In Niedersachsen erreichte die Zahl der Fälle im Jahr 2022 den Rekordwert von 68 gesprengten Automaten. Erfasst werden sie seit 2015 – die Statistik weist für das Auftaktjahr 30 Taten aus. Auch deutschlandweit wird die Zahl für 2022 laut Bundeskriminalamt (BKA) einen neuen Höchststand erreichen.

Eine abschließende Zahl liege noch nicht vor. Bisher war 2020 mit 414 Fällen das Rekordjahr. Einem „Welt“-Bericht zufolge soll es 450 Fälle in 2022 gegebenen haben. „Teilweise haben sich im Jahr 2022 bis zu fünf Geldautomatensprengungen in einer Nacht im gesamten Bundesgebiet ereignet“, teilt das BKA dem Abendblatt mit.

Im laufenden Jahr setzt sich die Serie fort. So wurden in Niedersachsen allein im Januar acht weitere Geldautomaten gesprengt, wie das Landeskriminalamt (LKA) mitteilt. Darunter der hiesige Fall in Brackel an der A 7 am 14. Januar.

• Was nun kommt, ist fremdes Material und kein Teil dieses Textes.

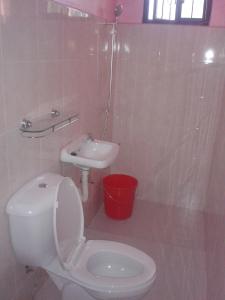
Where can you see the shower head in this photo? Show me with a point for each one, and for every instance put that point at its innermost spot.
(118, 10)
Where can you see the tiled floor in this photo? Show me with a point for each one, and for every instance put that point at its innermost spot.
(182, 243)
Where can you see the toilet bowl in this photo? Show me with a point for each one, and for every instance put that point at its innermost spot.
(48, 211)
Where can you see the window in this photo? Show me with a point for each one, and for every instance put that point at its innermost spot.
(177, 11)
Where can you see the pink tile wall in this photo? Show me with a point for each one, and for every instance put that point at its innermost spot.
(47, 60)
(168, 98)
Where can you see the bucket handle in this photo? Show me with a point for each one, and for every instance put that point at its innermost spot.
(111, 197)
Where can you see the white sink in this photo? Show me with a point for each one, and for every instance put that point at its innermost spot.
(90, 153)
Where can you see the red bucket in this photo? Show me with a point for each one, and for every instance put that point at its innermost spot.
(119, 193)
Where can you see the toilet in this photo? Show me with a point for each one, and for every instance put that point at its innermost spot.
(47, 230)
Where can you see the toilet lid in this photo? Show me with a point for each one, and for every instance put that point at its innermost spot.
(68, 222)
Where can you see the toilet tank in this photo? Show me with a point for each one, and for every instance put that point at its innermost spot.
(30, 213)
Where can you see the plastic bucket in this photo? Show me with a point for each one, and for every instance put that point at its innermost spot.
(119, 193)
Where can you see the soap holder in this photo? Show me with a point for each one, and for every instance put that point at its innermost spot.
(47, 124)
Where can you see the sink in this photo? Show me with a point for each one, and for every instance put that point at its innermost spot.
(90, 153)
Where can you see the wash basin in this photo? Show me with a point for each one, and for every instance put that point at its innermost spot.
(86, 152)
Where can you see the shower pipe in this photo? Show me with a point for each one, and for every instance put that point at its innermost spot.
(117, 12)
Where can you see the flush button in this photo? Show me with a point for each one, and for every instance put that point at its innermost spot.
(42, 185)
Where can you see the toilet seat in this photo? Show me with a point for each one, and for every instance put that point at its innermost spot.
(96, 265)
(144, 265)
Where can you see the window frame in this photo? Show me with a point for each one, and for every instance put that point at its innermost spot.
(178, 20)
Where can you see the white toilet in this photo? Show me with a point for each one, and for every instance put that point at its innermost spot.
(47, 230)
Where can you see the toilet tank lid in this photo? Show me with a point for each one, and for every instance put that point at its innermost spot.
(35, 197)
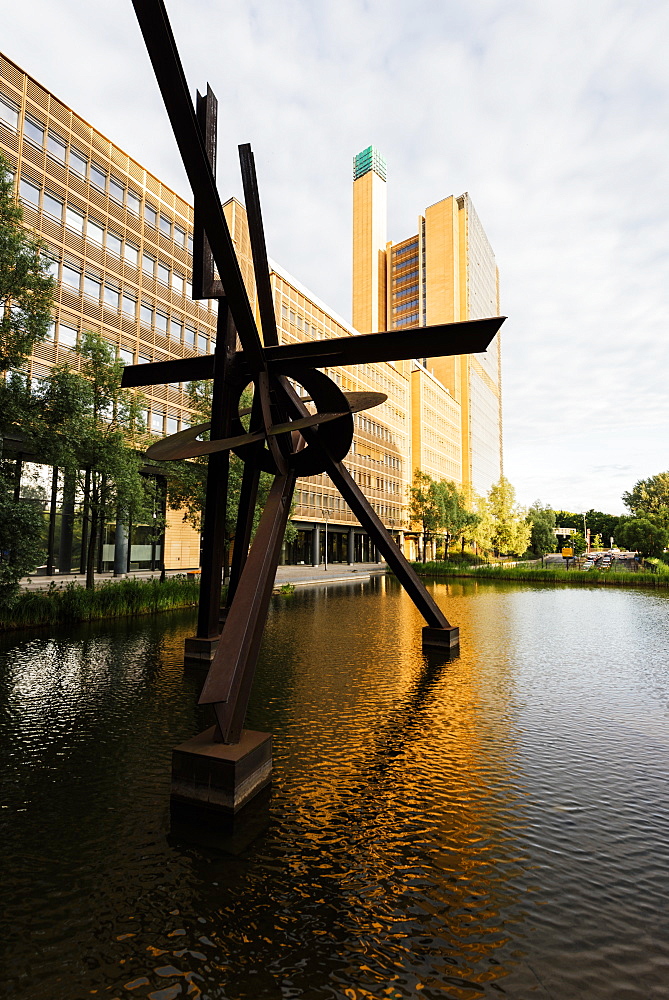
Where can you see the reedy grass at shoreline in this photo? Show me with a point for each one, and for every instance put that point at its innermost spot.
(112, 599)
(531, 574)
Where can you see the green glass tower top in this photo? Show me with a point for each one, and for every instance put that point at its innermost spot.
(369, 159)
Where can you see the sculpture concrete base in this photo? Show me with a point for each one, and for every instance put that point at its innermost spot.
(221, 777)
(441, 638)
(199, 652)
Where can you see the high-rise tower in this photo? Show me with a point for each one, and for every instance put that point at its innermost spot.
(444, 273)
(369, 241)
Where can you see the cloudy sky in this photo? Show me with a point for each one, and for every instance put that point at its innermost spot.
(552, 115)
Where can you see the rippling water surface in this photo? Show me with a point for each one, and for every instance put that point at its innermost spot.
(493, 826)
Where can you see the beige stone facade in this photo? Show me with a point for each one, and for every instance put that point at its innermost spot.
(444, 273)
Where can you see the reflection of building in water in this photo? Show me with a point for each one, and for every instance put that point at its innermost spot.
(406, 757)
(120, 243)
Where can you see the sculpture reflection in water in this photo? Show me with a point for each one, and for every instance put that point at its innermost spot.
(288, 435)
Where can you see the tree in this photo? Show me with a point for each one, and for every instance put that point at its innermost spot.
(21, 523)
(26, 297)
(26, 287)
(640, 534)
(649, 498)
(426, 506)
(93, 430)
(455, 516)
(577, 542)
(187, 480)
(511, 532)
(480, 525)
(542, 522)
(597, 521)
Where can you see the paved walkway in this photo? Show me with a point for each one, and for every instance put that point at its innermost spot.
(299, 576)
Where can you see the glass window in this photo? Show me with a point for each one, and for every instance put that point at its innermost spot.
(52, 206)
(78, 162)
(112, 297)
(74, 220)
(133, 202)
(98, 176)
(67, 335)
(114, 244)
(9, 115)
(29, 192)
(131, 255)
(56, 147)
(95, 233)
(33, 131)
(71, 276)
(129, 305)
(92, 287)
(116, 190)
(51, 266)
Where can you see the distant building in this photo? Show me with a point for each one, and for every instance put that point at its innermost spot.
(443, 273)
(120, 243)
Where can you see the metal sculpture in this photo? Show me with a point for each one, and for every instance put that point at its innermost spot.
(284, 437)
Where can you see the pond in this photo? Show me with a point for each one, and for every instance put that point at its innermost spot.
(497, 825)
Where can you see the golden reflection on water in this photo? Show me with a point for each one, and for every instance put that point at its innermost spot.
(437, 826)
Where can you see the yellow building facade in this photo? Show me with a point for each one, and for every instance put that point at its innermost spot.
(120, 245)
(444, 273)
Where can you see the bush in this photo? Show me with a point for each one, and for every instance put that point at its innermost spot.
(113, 599)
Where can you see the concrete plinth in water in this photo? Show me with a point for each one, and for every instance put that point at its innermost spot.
(441, 638)
(221, 777)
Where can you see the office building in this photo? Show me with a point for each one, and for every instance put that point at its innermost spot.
(445, 272)
(120, 243)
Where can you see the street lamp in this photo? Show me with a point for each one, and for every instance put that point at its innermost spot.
(326, 514)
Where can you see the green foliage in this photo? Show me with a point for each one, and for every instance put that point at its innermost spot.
(439, 508)
(640, 534)
(542, 521)
(21, 523)
(26, 287)
(597, 521)
(510, 529)
(186, 481)
(649, 498)
(531, 574)
(113, 599)
(91, 428)
(577, 542)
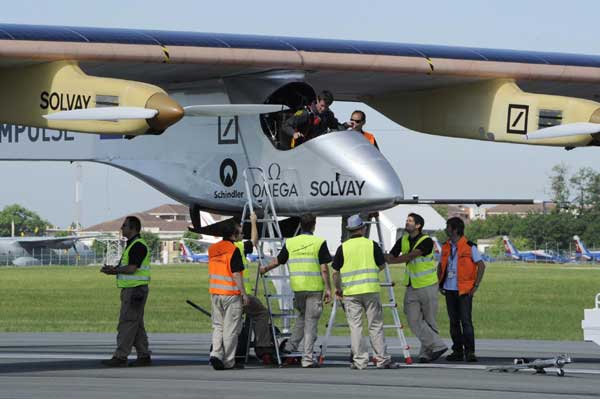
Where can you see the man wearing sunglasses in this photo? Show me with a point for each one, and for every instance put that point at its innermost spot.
(313, 121)
(357, 121)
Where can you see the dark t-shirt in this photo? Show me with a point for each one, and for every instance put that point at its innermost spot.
(324, 255)
(338, 259)
(426, 246)
(137, 253)
(237, 265)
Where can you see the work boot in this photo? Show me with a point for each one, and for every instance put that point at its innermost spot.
(216, 363)
(455, 357)
(436, 355)
(114, 362)
(141, 362)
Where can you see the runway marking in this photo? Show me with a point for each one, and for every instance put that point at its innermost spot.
(204, 359)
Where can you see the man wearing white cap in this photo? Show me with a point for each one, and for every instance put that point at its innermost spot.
(356, 267)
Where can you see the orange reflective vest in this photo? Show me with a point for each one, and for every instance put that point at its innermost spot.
(466, 269)
(369, 137)
(220, 277)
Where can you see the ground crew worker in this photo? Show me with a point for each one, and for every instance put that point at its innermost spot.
(263, 343)
(133, 276)
(460, 272)
(307, 257)
(356, 266)
(312, 121)
(357, 122)
(420, 279)
(228, 296)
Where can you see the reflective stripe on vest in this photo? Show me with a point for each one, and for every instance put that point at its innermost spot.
(421, 271)
(220, 277)
(141, 275)
(360, 274)
(303, 262)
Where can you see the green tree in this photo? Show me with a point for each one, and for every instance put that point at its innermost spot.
(559, 185)
(26, 222)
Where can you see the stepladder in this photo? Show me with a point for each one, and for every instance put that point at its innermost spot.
(275, 284)
(389, 305)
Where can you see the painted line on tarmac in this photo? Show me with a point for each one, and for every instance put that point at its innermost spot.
(97, 356)
(92, 356)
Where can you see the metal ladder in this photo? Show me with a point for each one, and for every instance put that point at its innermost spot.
(391, 304)
(276, 283)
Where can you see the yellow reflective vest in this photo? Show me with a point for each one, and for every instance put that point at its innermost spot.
(141, 275)
(422, 271)
(303, 262)
(360, 273)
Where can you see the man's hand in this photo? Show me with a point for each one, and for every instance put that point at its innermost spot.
(339, 295)
(297, 135)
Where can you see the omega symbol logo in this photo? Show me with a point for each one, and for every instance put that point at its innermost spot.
(228, 172)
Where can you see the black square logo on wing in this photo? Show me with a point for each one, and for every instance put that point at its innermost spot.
(517, 118)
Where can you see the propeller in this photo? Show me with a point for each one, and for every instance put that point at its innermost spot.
(571, 129)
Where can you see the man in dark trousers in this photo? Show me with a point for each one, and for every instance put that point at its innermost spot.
(460, 272)
(312, 121)
(133, 277)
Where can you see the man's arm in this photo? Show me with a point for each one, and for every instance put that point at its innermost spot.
(253, 230)
(480, 271)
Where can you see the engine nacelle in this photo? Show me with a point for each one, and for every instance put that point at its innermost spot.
(32, 92)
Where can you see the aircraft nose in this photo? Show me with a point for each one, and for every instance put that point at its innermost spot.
(357, 159)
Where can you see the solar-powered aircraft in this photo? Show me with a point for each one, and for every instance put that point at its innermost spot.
(189, 112)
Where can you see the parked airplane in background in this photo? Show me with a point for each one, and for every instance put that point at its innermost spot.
(29, 251)
(582, 253)
(187, 255)
(529, 256)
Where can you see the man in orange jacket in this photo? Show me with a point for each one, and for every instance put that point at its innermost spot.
(460, 272)
(357, 122)
(228, 296)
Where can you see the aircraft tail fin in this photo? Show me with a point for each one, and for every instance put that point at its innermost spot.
(509, 247)
(580, 248)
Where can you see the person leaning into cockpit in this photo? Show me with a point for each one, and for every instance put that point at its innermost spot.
(312, 121)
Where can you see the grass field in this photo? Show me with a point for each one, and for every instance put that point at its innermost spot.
(521, 301)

Vier Sprengungen: Seevetal ist Hotspot im Kreis Harburg und in Niedersachsen

Der Blick auf die Fälle im Kreis zeigt, dass die Gemeinde Seevetal mit vier Sprengungen besonders betroffen war. Darunter zwei Geldautomaten in Hittfeld. Dort hatten die Täter Automaten in einer Volksbank-Filiale (5. Juli) und im Edeka-Markt Meyer (14. Oktober) mit Sprengstoff in die Luft gejagt.

Außerdem waren zwei Sparkassen-Filialen in Seevetal-Ramelsoh (8. April) und in Seevetal-Fleestedt (29. April) Ziel der Angriffe. Alle Ziele seit 2022 sind in der interaktiven Karte verzeichnet. Weitere Infos und Bilder gibt es per Klick:

Vier Taten – das ist auch im Landesvergleich eine hohe Konzentration auf Ortsebene. Nur in Salzgitter gab es mit sechs Angriffen mehr Fälle als in Seevetal.

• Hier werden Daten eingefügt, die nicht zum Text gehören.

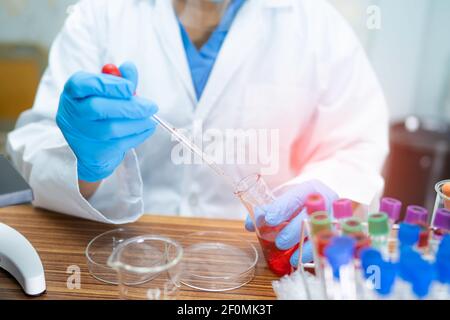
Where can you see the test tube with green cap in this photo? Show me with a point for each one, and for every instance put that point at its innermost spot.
(351, 226)
(379, 231)
(320, 221)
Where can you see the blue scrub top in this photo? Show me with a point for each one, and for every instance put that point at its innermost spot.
(202, 61)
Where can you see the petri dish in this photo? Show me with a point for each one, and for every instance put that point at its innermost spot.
(100, 248)
(217, 261)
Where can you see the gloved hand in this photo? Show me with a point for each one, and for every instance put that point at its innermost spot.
(101, 120)
(283, 208)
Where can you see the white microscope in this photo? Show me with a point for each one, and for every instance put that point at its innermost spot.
(17, 255)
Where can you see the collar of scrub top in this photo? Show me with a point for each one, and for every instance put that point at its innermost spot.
(201, 62)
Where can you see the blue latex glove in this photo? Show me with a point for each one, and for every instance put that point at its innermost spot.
(101, 120)
(283, 208)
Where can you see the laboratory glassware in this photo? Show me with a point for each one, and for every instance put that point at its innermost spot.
(148, 267)
(256, 196)
(217, 261)
(442, 197)
(99, 250)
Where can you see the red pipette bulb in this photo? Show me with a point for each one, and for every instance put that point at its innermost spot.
(111, 69)
(315, 202)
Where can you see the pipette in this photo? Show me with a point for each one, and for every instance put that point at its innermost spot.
(111, 69)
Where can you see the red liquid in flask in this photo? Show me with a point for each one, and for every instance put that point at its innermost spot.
(277, 260)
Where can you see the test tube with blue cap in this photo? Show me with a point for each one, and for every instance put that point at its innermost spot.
(380, 275)
(339, 270)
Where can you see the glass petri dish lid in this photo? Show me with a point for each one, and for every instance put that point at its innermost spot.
(100, 248)
(217, 261)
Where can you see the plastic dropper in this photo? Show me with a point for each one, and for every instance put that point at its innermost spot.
(112, 69)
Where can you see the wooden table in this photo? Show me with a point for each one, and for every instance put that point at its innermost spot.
(60, 241)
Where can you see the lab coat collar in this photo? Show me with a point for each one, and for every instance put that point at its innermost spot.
(244, 34)
(169, 35)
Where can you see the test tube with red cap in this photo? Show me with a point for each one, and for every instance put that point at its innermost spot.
(441, 223)
(342, 212)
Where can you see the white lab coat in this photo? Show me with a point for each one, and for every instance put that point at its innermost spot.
(290, 65)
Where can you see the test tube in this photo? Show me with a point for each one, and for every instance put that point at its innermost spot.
(392, 207)
(320, 221)
(379, 231)
(416, 214)
(441, 223)
(339, 270)
(362, 242)
(371, 262)
(352, 225)
(256, 195)
(418, 272)
(342, 211)
(408, 235)
(442, 197)
(314, 203)
(322, 239)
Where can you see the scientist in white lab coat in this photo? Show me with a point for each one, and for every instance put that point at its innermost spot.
(289, 72)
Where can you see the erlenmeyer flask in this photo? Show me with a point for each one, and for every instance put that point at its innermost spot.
(256, 195)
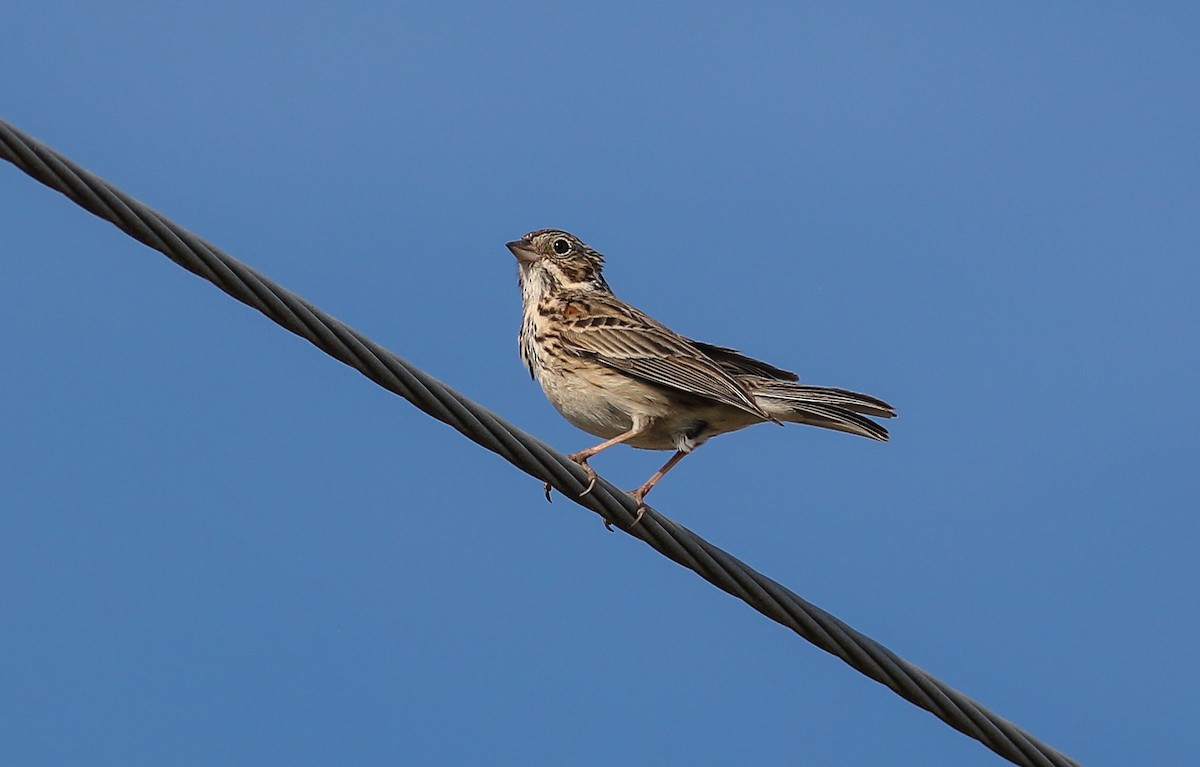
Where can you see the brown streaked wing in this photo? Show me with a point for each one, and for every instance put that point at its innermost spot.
(627, 340)
(733, 361)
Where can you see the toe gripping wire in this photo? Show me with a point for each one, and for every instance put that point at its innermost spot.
(523, 450)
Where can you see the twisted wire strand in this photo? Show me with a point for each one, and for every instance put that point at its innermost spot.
(523, 450)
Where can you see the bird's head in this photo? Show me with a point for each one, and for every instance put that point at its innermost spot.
(558, 259)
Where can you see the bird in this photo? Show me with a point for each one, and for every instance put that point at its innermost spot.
(617, 373)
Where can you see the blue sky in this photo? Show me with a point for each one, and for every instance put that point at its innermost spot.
(220, 546)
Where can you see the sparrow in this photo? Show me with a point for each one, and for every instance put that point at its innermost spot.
(621, 375)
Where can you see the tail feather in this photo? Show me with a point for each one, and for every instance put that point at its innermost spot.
(826, 407)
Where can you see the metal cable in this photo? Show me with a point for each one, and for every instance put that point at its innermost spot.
(525, 451)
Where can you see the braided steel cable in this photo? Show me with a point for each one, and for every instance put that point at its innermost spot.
(525, 451)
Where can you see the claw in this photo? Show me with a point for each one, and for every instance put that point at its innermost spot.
(641, 513)
(592, 483)
(582, 460)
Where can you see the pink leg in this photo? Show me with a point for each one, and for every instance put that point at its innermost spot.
(640, 493)
(582, 456)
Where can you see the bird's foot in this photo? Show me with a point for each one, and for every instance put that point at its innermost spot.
(582, 460)
(641, 507)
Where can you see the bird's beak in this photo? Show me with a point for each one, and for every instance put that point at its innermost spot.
(523, 251)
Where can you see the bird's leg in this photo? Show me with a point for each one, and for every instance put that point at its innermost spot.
(640, 493)
(582, 456)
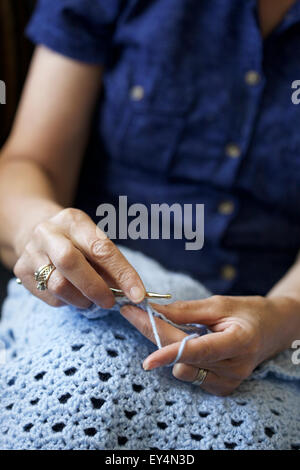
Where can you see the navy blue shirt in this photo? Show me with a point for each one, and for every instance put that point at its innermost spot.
(196, 108)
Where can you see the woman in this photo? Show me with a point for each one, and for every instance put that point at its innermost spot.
(195, 106)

Im Landkreis Harburg hatten es die „Panzerknacker“ außerdem auf einen Automaten im Eingangsbereich des Wildparks Lüneburger Heide in Hanstedt (25. Juni) und in Egestorf (19. Oktober) und in Buchholz (22. Dezember) abgesehen.

Warum es die Täter im vergangenen Jahr besonders auf Ziele im Landkreis Harburg abgesehen haben, lässt sich nicht abschließend klären. Im Vorjahr 2021 ist ein Fall in Seevetal-Ramelsloh verzeichnet.

Der Famila-Markt in Buchholz. In der Nacht zu Donnerstag schlugen dort die Täter zu.
Der Famila-Markt in Buchholz. In der Nacht zu Donnerstag schlugen dort die Täter zu. © Christoph Leimig

Was die Ermittler zu den „Panzerknackern“ sagen

„Die Wahl der Tatorte ist uns nicht immer erklärlich“, heißt es aus der Staatsanwaltschaft Osnabrück. Dort wurde im Dezember 2022 eine zentrale Ermittlungseinheit geschaffen, um den länderübergreifend tätigen Automatensprengern auf die Spur zu kommen. Grundsätzlich scheine die Nähe zur Autobahn ein Aspekt zu sein.

Weitere Ermittlungsergebnisse will die Staatsanwaltschaft nicht an die Öffentlichkeit geben, um im Verborgenen gegen die Täter vorzugehen. „Problem der Ermittlungen ist, dass es auf Täterseite eine große Gruppe gibt, die in wechselnder Zusammensetzung tätig wird“, sagt Oberstaatsanwalt Alexander Retemeyer.

Landkreis Harburg: Tatorte liegen entlang der A 7 und A 1

Auch die örtliche Polizei weiß, wie beliebt der Kreis Harburg bei den Tätern ist, und steht im Austausch mit Osnabrück. Stefan Budde von der Zentralen Kriminalinspektion (ZKI) Lüneburg sagt: „Die Täter bewegen sich entlang der Hauptverkehrsachsen.“ Der Blick auf die Landkreis-Karte bestätigt: Alle Tatorte befinden sich entlang der Autobahnen A 7 und A 1 und liegen in unmittelbarer Autobahnnähe.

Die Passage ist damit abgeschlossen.